Dialah yang membawanya ke sana.

“Damian di sini?”

“Oh, karena kamu pindah kamar, kamu mungkin memerlukan perabotan baru. kamu dapat memilih sesuai selera kamu.”

"Ya?"

“Krause memiliki tradisi. Kami mengatur sisa barang di rumah Isilia setelah nyonya rumah pergi, kecuali beberapa barang. Awalnya, kami seharusnya mulai membersihkannya saat ibuku pergi, tapi ayahku tidak menyentuhnya karena aku. “

“Tapi kenapa aku mengambil perabotannya…?”

“Apakah kamu tidak mendengar Hailey? Mulai sekarang, kamu adalah pemilik tempat itu.”

'?????'

Dalam sekejap, dia menjadi pemilik bangunan tambahan yang terhubung dengan kastil tuan.

Tidak, dia ditakdirkan untuk berada di sana suatu hari nanti, dan dia telah membayangkan berkali-kali tinggal di sana bersamanya, tetapi mendengar bahwa dia telah menjadi pemilik secara tiba-tiba sangatlah membingungkan. Dia jelas merasa bahagia, tapi emosinya tidak bisa mengikuti perubahan keadaan.

“Elena. kamu mengatakan itu. Kami adalah keluarga'. aku sudah selesai berbicara dengan ayah aku tadi malam. Kalau dipikir-pikir, kita punya waktu sekitar satu tahun lagi sampai kita masuk akademi, jadi ada baiknya kita memilih beberapa pakaian juga.”
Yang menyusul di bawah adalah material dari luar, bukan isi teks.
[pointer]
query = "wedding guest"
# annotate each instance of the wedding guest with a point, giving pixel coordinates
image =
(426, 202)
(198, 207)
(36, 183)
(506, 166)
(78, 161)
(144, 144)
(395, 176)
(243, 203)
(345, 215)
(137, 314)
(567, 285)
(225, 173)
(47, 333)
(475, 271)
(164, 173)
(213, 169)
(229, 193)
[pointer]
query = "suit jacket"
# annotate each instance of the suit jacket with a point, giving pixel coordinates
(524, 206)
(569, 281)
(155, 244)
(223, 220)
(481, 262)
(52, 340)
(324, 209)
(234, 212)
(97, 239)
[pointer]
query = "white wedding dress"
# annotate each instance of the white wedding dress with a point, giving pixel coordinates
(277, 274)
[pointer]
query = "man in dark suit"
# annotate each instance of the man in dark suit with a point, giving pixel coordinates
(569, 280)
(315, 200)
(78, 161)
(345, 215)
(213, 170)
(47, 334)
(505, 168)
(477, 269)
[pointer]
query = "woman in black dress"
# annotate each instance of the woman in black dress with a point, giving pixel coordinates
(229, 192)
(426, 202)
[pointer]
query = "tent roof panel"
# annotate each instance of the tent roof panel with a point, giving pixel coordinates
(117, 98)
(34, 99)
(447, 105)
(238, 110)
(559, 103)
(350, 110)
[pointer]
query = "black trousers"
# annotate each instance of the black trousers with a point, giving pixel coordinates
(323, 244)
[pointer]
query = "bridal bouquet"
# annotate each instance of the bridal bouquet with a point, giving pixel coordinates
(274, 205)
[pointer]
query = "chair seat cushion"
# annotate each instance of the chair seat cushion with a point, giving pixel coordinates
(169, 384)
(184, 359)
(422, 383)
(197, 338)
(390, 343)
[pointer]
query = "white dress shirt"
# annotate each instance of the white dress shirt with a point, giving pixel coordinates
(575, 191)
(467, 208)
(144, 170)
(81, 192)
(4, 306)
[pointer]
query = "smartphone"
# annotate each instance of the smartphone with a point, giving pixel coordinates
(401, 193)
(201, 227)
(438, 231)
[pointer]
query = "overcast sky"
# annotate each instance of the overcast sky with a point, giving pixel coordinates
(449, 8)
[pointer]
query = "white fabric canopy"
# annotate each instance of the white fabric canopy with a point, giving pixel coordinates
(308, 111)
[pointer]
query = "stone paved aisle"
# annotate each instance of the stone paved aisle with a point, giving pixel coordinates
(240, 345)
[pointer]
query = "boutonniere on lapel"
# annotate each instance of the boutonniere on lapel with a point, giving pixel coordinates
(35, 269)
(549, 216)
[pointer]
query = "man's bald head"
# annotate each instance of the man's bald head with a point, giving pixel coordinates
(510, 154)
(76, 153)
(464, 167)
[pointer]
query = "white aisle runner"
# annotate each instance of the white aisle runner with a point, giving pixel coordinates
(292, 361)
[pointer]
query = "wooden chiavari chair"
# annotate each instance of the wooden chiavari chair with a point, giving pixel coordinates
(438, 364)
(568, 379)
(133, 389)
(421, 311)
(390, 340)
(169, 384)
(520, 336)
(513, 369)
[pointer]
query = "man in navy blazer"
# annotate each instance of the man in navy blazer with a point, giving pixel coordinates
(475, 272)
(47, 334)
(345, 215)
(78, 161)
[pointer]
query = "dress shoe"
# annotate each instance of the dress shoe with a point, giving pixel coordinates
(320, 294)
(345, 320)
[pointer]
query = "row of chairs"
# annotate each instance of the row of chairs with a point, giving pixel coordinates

“… Kalau dipikir-pikir, kamu benar. Ayo pergi ke toko pakaian setelah kita memilih furniturnya.”

Ironisnya, kata-katanya menjernihkan pikirannya, yang tadinya rumit.

‘Kalau dipikir-pikir, bukankah semua ini yang kuinginkan? Tidak ada alasan untuk mengeluh.'

"Ah."

Dengan hati yang bahagia, saat dia hendak melangkah ke bengkel, sambaran petir menyambar kepalanya, dan dia menyadari bahwa dia telah melupakan satu fakta selama ini.

“aku tidak menghubungi… ayah.”

"Ya?"

“Aku lupa menghubungi ayahku…”

Sementara itu, dia asyik bertemu dengannya lagi dan benar-benar lupa fakta bahwa dia harus menghubungi ayahnya setidaknya dua hari sekali untuk bisa berada di sini.

Tentu saja, karena dia telah kembali ke kastil sang duke tanpa bertunangan dengan kehidupan sebelumnya, dia tidak dapat mengingat kata-kata ayahnya dari kehidupan pertamanya. Ini juga merupakan kenangan yang akan dia lupakan jika dia tidak ingat diawasi di rumah Marquis sebelum pergi ke akademi.

Dan malam dia kembali ke rumah sang duke terasa tidak nyata, seperti mimpi.

Satu-satunya hal yang dia ingat adalah suara ayahnya yang menyuruhnya kembali ke kastil adipati melalui alat komunikasi Count Kraus.